My friends need friends, too, and I’d abandoned them in the process of trying to save myself. There’s a certain amount of "me" that I need to deal with, yes, but there’s no nobility in turning one’s back — unintentionally or not — against your friends.
My friends are important to me. Because I’ve learned what it’s like to not have them, and I can’t afford to lose the ones I have.
Oh that’d make a great tweet!
Two times a day, minimum, I thought of great tweets. (Well, "great" to me, anyway.) Several times I caught myself reaching for my phone, ready to blurt it out to the world.
I’m vocal. (Yeah, I know: duh.) Even if nearly no-one is listening, that’s okay. I still need to talk. And if I’m just talking to myself ... well, I’ve been to those doctors. I’d rather just talk to my friends.
Filter or die
Here’s my lesson to you, dear reader. Out of all of this, the greatest lesson I’ve learned is the need to filter: follow only those you need to follow, ditch the ones who don’t help.
Yes, you can easily argue that you should engage people on social media, especially those who need a different point of view. I’ve tried. I’ve seen others try. The sad truth is, you can’t.
Social media doesn’t change minds, it just helps people find like minds to reinforce their beliefs.
I used to have a policy of following people even if I disagreed with them, because there was a learning opportunity. But all I learned was that people are easily angered, often seen as ignorant (regardless of factual basis), and arguments can go on for days without any resolution.
I’ve dropped those people. I’ve shrunk my circle to the ones who matter, the ones who can truly influence me, the ones who have thoughts that I feel matter. Those who want to promote different agendas aren’t of interest to me, nor do I have the patience to sit through rhetoric I don’t agree with.
I know many people who aren’t me, and are quite happy to do what I can’t. (I know a few who likely crack a bottle of wine, sit down at their keyboards, and see how many people they can rile in an evening.) Me? I want to know how you’re doing, what new things are going on, hopefully help out in some way.
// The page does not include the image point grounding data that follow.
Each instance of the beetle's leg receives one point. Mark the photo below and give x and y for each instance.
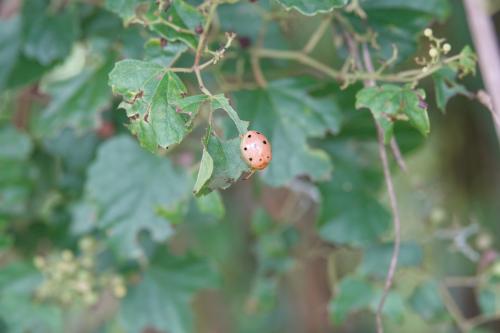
(249, 175)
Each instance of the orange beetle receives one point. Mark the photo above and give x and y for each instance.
(256, 150)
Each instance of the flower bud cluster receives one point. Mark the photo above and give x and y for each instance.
(70, 279)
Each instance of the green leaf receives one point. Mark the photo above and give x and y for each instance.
(445, 87)
(489, 296)
(350, 211)
(227, 164)
(211, 204)
(205, 171)
(221, 102)
(123, 8)
(467, 62)
(155, 103)
(389, 103)
(437, 8)
(313, 7)
(352, 294)
(16, 174)
(75, 102)
(426, 301)
(18, 310)
(399, 23)
(394, 306)
(376, 258)
(128, 185)
(10, 31)
(47, 36)
(15, 145)
(288, 116)
(352, 218)
(162, 299)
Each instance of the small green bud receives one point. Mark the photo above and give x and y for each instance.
(39, 262)
(446, 48)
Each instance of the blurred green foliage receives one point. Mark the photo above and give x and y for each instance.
(101, 139)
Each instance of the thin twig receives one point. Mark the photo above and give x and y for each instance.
(393, 201)
(397, 155)
(485, 40)
(461, 281)
(254, 57)
(401, 77)
(201, 47)
(316, 36)
(483, 319)
(453, 309)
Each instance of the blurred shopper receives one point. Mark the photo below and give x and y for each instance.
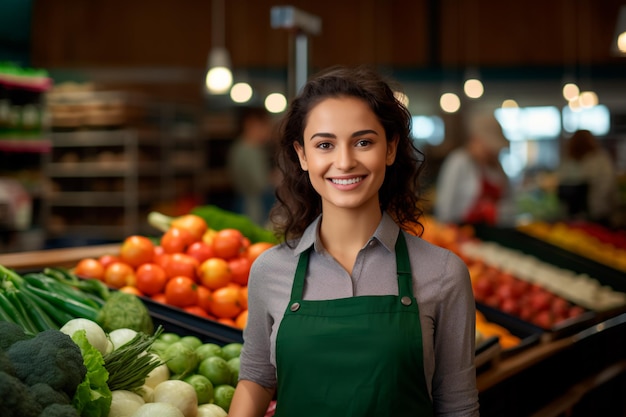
(471, 186)
(587, 179)
(250, 164)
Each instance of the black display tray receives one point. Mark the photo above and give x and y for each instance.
(529, 334)
(553, 255)
(178, 321)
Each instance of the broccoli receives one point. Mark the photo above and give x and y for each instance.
(59, 410)
(11, 333)
(15, 400)
(45, 395)
(50, 357)
(5, 363)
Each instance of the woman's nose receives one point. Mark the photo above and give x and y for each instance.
(345, 158)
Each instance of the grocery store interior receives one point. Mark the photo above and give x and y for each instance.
(107, 114)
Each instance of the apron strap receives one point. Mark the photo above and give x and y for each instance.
(403, 266)
(297, 289)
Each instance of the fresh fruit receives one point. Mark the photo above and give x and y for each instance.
(119, 274)
(254, 250)
(89, 268)
(214, 273)
(181, 291)
(176, 240)
(216, 369)
(137, 250)
(150, 278)
(201, 251)
(228, 243)
(225, 302)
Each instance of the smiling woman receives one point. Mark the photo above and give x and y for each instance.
(342, 315)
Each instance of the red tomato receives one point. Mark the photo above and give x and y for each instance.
(89, 268)
(181, 292)
(119, 274)
(137, 250)
(228, 243)
(150, 279)
(192, 223)
(177, 264)
(201, 251)
(240, 270)
(176, 240)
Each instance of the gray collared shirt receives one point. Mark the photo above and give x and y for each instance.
(441, 286)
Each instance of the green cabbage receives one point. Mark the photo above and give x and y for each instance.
(93, 396)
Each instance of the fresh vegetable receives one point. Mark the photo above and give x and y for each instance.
(158, 409)
(129, 365)
(93, 396)
(178, 393)
(211, 410)
(125, 403)
(50, 357)
(123, 310)
(94, 333)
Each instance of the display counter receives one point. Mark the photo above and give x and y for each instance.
(581, 374)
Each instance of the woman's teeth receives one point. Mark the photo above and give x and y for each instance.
(347, 182)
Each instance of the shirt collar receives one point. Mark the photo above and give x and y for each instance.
(386, 233)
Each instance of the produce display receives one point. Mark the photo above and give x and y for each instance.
(191, 266)
(586, 239)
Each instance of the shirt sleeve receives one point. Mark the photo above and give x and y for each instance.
(454, 381)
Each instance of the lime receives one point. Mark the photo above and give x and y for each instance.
(203, 387)
(192, 341)
(180, 358)
(169, 337)
(232, 350)
(224, 396)
(209, 349)
(216, 369)
(233, 364)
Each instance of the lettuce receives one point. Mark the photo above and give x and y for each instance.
(93, 396)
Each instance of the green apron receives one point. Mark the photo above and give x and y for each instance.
(357, 356)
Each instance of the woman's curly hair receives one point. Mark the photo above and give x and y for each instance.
(298, 204)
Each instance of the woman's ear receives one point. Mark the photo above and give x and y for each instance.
(392, 147)
(301, 156)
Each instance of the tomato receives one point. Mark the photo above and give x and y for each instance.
(240, 269)
(242, 319)
(181, 291)
(137, 250)
(159, 298)
(204, 298)
(197, 311)
(150, 278)
(176, 240)
(89, 268)
(108, 259)
(254, 250)
(194, 224)
(243, 297)
(180, 264)
(119, 274)
(214, 273)
(225, 302)
(228, 243)
(201, 251)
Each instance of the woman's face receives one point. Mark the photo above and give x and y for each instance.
(345, 153)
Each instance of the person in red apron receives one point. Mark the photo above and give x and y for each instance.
(352, 315)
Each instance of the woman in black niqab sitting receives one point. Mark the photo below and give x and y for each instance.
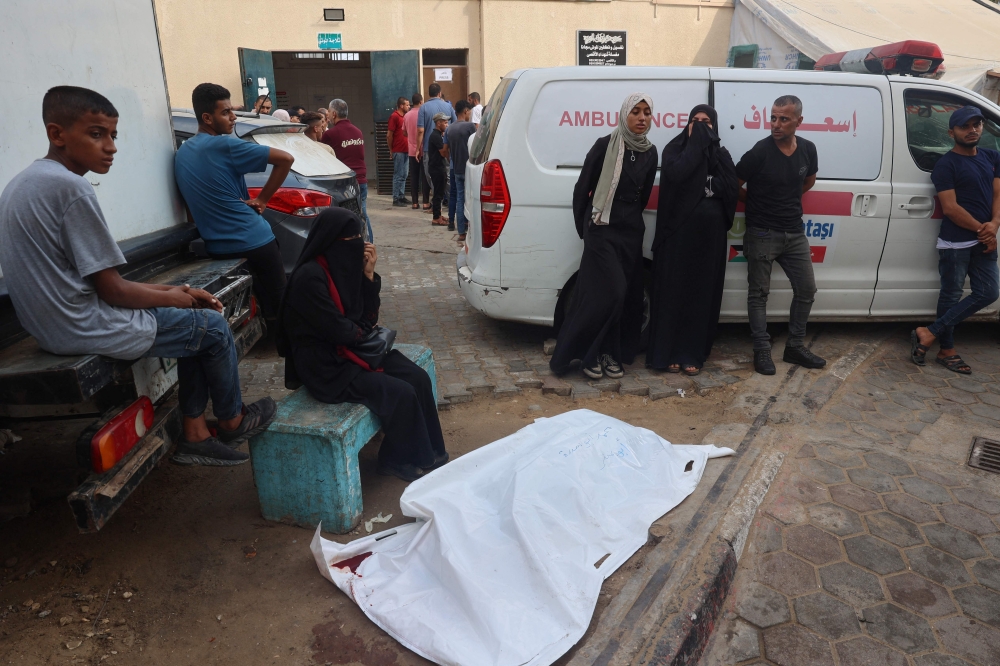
(698, 192)
(314, 336)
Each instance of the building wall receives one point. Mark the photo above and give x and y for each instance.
(200, 37)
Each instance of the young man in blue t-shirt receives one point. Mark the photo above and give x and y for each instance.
(61, 263)
(967, 180)
(209, 169)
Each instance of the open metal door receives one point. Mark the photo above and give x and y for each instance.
(256, 76)
(395, 74)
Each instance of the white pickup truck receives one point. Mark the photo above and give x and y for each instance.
(112, 47)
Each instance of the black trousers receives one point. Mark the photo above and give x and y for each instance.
(418, 182)
(268, 273)
(438, 183)
(403, 399)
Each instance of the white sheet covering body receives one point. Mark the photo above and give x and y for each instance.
(499, 567)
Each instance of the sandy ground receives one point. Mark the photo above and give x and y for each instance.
(188, 572)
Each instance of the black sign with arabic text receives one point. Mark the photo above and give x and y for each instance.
(601, 48)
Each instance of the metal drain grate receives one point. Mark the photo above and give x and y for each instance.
(985, 455)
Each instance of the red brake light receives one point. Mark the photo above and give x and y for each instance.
(295, 201)
(120, 435)
(495, 199)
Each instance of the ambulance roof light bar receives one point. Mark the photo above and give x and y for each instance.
(912, 58)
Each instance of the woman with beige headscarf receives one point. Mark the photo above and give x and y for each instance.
(604, 319)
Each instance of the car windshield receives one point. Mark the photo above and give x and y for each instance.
(311, 159)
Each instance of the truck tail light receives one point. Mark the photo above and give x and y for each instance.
(120, 435)
(495, 200)
(296, 201)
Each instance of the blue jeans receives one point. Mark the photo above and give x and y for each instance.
(202, 343)
(400, 170)
(954, 266)
(364, 211)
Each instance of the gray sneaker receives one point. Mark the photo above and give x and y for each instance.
(210, 453)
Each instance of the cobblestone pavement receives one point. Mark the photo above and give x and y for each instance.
(476, 355)
(876, 544)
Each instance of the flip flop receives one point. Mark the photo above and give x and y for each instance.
(953, 363)
(918, 352)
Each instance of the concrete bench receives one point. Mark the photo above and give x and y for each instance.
(305, 465)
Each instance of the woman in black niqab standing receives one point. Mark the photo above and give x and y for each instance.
(314, 336)
(603, 325)
(698, 193)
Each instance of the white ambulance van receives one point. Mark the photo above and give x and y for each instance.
(872, 219)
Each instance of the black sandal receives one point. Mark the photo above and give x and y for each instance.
(955, 364)
(918, 352)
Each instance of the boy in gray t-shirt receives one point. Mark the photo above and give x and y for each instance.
(60, 264)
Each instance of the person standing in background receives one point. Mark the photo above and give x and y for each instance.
(418, 180)
(477, 109)
(437, 162)
(348, 144)
(457, 137)
(396, 140)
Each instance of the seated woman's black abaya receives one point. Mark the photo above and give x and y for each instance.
(605, 314)
(698, 193)
(312, 333)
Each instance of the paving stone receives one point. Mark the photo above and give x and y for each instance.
(987, 572)
(742, 642)
(851, 584)
(899, 628)
(978, 499)
(767, 535)
(812, 544)
(919, 595)
(894, 529)
(939, 567)
(872, 480)
(822, 471)
(826, 616)
(980, 603)
(925, 490)
(987, 411)
(792, 645)
(762, 606)
(968, 519)
(855, 497)
(939, 660)
(950, 539)
(975, 641)
(906, 400)
(910, 507)
(863, 651)
(956, 395)
(888, 464)
(835, 519)
(874, 554)
(787, 574)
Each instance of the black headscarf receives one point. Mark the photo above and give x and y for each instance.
(345, 258)
(684, 169)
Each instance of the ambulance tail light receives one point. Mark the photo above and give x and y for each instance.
(120, 435)
(495, 199)
(295, 201)
(912, 58)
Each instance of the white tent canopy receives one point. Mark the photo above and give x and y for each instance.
(965, 30)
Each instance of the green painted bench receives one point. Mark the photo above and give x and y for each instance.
(305, 465)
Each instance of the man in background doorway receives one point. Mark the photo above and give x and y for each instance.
(457, 136)
(396, 140)
(425, 125)
(418, 180)
(348, 144)
(477, 109)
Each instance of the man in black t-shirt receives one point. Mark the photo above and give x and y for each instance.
(777, 171)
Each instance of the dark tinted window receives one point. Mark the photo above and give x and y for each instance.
(480, 150)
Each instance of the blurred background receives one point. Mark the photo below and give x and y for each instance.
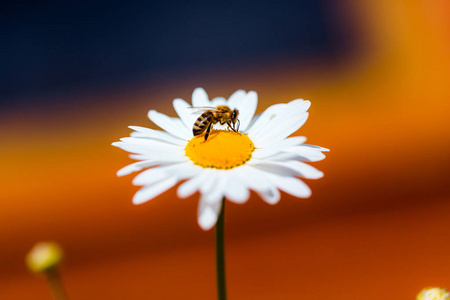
(74, 75)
And I hope that maybe you’d return the favour down the road to me.
Staying ... for now
I’m back to my old ways, and hopefully even the oldest one, blogging. Whether I stay here remains to be seen. The year(s) to come will be hard. The right wing of the world is flapping hard, stirring up fear and hatred in an effort to seize control. There may yet come a point when I delete my accounts. (And possibly move to a remote island...)
For now, I’m happy to engage. Just so long as everyone else is happy, too.